There is a sacrificial logic at the heart of overcoming the fear to speak up and speak out and press against the absurdities of injustice and oppression. And sacrifice has always joined the political to the theological, the social to the religious. Martin Luther King Jr. called such sacrifice acts of redemptive suffering whereby people are willing to take on the form of the criminal and put themselves in harm’s way for the sake of others. We understand what King was saying. We of all people hear the echo of our savior’s life in his words. It is that echo that should sound in our words and in our actions. But there is another characteristic of Christian intellectuals that I must note. They find the joy in life. They spy out the joy even in the midst of struggle. We cannot give witness to the life of God if we do not give witness to the love of life and the love of people.
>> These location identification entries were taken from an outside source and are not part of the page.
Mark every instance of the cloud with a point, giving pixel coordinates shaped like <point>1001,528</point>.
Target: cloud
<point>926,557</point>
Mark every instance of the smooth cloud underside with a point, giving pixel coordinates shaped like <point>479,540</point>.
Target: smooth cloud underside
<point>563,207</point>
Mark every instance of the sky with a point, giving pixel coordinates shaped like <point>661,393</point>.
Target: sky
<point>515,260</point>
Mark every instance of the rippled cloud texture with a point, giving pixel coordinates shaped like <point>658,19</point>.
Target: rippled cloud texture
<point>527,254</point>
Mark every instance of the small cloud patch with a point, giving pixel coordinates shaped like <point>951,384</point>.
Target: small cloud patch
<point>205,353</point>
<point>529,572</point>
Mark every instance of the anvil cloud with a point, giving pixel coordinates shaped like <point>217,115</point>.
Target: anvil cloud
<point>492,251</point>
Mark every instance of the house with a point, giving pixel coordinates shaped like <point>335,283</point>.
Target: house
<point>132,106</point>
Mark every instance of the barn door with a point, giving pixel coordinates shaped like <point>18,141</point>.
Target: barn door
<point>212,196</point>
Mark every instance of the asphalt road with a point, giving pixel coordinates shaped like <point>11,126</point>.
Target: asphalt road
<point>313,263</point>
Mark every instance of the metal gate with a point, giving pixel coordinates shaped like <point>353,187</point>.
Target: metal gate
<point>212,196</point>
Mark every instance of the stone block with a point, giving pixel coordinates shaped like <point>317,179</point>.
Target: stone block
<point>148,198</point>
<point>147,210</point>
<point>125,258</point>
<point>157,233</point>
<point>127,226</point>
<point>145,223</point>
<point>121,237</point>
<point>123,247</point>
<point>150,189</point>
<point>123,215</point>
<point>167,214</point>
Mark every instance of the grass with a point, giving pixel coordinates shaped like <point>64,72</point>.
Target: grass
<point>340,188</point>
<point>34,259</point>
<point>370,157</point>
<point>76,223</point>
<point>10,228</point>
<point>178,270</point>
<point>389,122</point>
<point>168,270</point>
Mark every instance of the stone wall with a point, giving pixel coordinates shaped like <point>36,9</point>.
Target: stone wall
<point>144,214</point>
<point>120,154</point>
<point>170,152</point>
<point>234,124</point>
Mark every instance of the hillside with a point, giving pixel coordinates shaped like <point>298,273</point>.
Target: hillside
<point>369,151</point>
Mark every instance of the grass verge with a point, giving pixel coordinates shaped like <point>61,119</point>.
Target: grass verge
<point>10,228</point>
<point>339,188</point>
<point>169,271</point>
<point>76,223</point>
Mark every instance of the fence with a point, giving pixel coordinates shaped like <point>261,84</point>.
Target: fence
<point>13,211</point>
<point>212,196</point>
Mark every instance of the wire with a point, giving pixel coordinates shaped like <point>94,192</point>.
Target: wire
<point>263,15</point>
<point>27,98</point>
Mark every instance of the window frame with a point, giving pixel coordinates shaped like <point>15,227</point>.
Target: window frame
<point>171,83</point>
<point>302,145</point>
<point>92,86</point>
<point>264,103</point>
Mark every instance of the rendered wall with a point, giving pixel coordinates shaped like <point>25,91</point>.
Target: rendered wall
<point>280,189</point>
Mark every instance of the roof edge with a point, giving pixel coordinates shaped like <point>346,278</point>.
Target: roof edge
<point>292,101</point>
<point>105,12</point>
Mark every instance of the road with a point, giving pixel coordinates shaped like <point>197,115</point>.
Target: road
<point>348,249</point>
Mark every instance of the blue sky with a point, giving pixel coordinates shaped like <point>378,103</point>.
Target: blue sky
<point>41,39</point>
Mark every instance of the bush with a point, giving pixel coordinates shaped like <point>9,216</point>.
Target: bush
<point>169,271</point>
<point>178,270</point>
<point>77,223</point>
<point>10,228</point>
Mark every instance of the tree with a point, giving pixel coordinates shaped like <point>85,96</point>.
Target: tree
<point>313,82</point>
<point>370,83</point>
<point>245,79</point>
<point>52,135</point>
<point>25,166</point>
Ultimately, a Christian intellectual is one who is convinced by the love of God for this world and is compelled to live out that conviction.

ENDNOTES

1. Edward Said, Representations of the Intellectual (New York: Vintage Books, 1994).
2. Said, Representations of the Intellectual, 22.
3. Said, Representations of the Intellectual, 32–33.
4. James Washington, ed., Testament of Hope: The Essential Writings and Speeches of Martin Luther King Jr. (New York: Harper Collins, 1986), 49. Fuller’s David Allan Hubbard library has a special collection of James Washington’s books.